Current portion of long-term debt CPLTD refers to the section of a company's balance sheet that records the total amount of long-term debt that must be paid within the current year. When reading a company's balance sheet, creditors and investors use the current portion of long-term debt CPLTD figure to determine if a company has sufficient liquidity to pay off its short-term obligations.
Interested parties compare this amount to the company's current cash and cash equivalents to measure whether the company is actually able to make its payments.
A company with a high number in its CPLTD and a relatively small cash position has a higher risk of default, or not paying back its debts on time; as a result, lenders may decide not to offer the company more credit, and investors may sell their shares. Businesses classify their debts, also known as liabilities, as current or long term. Current liabilities are those a company incurs and pays within the current year, such as rent payments, outstanding invoices to vendors, payroll costs, utility bills and other operating expenses.
Long-term liabilities include loans or other financial obligations that have a repayment schedule lasting over a year. Eventually, as the payments on long-term debts come due, these debts become current debts, and the company's accountant records them as the CPLTD. If a business wants to keep its debts classified as long term, it can roll forward its debts into loans with balloon payments or instruments with longer maturity dates.
However, to avoid recording this amount as current liabilities on its balance sheet, the business can take out a loan with a lower interest rate and a balloon payment due in two years.

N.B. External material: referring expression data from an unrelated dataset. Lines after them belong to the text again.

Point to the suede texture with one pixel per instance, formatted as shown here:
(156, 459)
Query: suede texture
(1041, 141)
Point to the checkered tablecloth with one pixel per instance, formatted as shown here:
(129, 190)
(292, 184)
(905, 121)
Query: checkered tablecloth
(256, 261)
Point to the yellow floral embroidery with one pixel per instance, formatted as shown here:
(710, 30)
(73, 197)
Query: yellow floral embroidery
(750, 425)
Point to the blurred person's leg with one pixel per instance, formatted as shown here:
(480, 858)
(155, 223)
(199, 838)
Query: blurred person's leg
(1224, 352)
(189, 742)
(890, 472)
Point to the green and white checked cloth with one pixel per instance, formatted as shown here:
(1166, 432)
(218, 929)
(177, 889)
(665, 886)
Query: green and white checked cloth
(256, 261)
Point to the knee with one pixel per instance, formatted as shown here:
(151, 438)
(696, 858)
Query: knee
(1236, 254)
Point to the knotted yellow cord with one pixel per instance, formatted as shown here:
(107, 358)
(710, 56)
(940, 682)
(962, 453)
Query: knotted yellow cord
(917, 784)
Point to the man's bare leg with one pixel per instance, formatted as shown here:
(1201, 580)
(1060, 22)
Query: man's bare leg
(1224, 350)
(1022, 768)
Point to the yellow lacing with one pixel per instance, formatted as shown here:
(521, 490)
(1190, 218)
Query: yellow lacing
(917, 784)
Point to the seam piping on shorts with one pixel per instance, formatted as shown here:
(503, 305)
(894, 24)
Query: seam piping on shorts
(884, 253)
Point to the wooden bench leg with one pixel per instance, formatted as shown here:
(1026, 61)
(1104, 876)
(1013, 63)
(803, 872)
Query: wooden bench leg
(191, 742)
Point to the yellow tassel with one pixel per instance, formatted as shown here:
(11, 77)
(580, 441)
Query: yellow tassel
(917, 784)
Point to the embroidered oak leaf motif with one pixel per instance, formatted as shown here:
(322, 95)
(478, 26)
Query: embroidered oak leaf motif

For example, if a company breaks a covenant in its loan, the lender may reserve the right to call the entire loan due. At the beginning of each tax year, the company's accountant moves the portion of the loan due that year to the current liabilities section of the company's balance sheet.
This can be anywhere from two years, five years, ten years or even thirty years. This is not to be confused with current debt , which are loans with a maturity of less than one year. Some firms will consolidate the two amounts into a generic current debt line item on the balance sheet. This schedule outlines the major pieces of a debt a company is obliged under, and lays it out based on maturity, periodic payments, and outstanding balance. Using the debt schedule, an analyst can measure the current portion of long term debt a company owes.
The loan terms specify equal principal payments over the five years. A company reduces this line item by making payments towards the debt. As payments are made, the cash account decreases but the liability side decreases an equivalent amount. If the new credit taken on is long term, the current debt is effectively rolled into the future.
From a cash flow perspective, there is no impact on whether debt is classified as a current liability or non-current liability. In financial modeling , it may be necessary to produce a full set of financial statements, including a balance sheet where the current portion of long term debt is shown separately.
Current portion of long-term debt (CPLTD) refers to the section of a company's balance sheet that records the total amount of long-term debt that must be paid within the current year. For example, if a company owes a total of $,, and $20, of it is due and must be paid off in the current year, it records $80, as long-term debt and $20, .
The term current maturities of long-term debt refers to the portion of a company's liabilities that are coming due in the next 12 months. Examples of this long-term debt include bonds as well as mortgage obligations that are maturing.
current maturity of long-term debt definition. See current portion of long-term debt. The current maturity of a company’s long-term debt refers to the portion of liabilities that are due within the next 12 months. As this portion of outstanding debt comes due for payment within the year, it is removed from the long-term liabilities account and recognized as a current liability on a company’s balance sheet.
Definition of current maturity of long-term debt: The amount of money to be received after obligations have been paid towards the principal amount on the loan. The current portion of long term debt is the amount of principal and interest of this amount due within one year’s time. This is not to be confused with current debt, which are loans with a maturity of less than one year.